Over the course of the film, viewers are challenged and forced to consider the circumstances of the protagonist, politician David Morris (Matt Damon), and ultimately determine what decisions we would make if we were in the same predicament.
In the movie, agents, known as the Adjustment Bureau, work secretly unbeknownst to humans and create life plans for each human. It’s their job to ensure each person follows the certain life plan created for them. In the case of David, his life path is changed suddenly when he meets the woman of his dreams, Elise Sellas (Emily Blunt), by chance.
The Bureau takes David to explain their purpose as agents.

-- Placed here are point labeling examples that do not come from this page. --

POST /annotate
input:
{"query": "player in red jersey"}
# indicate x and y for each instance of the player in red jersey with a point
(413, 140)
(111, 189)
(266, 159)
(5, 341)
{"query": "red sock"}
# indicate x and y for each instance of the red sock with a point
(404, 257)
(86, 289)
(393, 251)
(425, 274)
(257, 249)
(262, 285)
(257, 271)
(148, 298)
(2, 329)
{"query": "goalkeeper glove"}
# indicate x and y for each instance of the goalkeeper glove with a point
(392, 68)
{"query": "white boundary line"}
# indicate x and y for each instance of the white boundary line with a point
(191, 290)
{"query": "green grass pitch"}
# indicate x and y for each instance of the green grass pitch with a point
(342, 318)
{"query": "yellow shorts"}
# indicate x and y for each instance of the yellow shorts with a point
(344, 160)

They help correct mistakes in an individual’s life plans when things go wrong off the map. They also tell David he cannot see Elise again and if he seeks her out, he’ll face harsh consequences.
From there, the Bureau works vigorously to try to prevent a meeting between the lovers, placing barriers to stop another encounter.
For years David doesn’t see Elise, until finally they meet for a third time by sheer chance. David refuses to let the Bureau keep him from the woman he feels he is destined to be with and attempts to outsmart the agents.
“The Adjustment Bureau” is a well-written, good movie, representative of how chance and choice can alter an individual’s life plan for better or worse. It brings up a religious, higher being conversation about free will and the idea of a supreme architect creating a single purpose for each of us.
Our free will does, however, come with consequences, and this movie presents that struggle in a truly entertaining way.